Ягмур бросился к костру, разбросал головешки и положил перед прекрасной спутницей лучшие куски жаркого, с почтением встав на другом конце ковра.
Аджап жестом пригласила сесть рядом:
— Умеющему владеть мечом, как поэт пером, надо знать одну истину: женщина славится прошлым, а мужчина — будущим!
— Да вечно живет султан султанов! — почтительно отозвался Ягмур.
— Один из справедливейших на земле! — добавила Аджап и продолжала. — В караван-сарае Самарканда я встретила воина из дворцовой стражи. Он изуродован и похож на черепаху: горбат, хромой, но ум его остер, как кинжал. В Самарканд он привозил медь для мастерских главного визиря и рассказал, что недавно огузы отказались платить дань, возмущаясь действиями сборщиков податей. Оберегая соплеменников, султан султанов приказал казнить на дворцовой площади возмутителя спокойствия.

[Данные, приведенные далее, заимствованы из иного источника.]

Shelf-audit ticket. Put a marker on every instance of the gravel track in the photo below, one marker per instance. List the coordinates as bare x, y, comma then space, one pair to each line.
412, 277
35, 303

— Горбатый воин? — переспросил Ягмур.
— Страшно горбатый.
— О небо! Почему я не узнал этого раньше. — Глаза воина загорелись злостью, рука рванулась к мечу.
— Что так встревожило храбреца?
— Есть тайны, которые рождены только для мужчин.
— Отец не раз делился со мною секретами дворца, за которые сам эмир Кумач заплатил бы не одну горсть драгоценностей.
— Язык растет на мокром месте, а потому уста приносят мед, но и причиняют много бед. Известно, что чем меньше слов, тем лучше и спокойнее!..
— Да, украшение пустыни — вода, а ее краса — лебедь правды… правды!
— А потому и не мучь меня разговором об этом человеке, мне хочется обнажить меч!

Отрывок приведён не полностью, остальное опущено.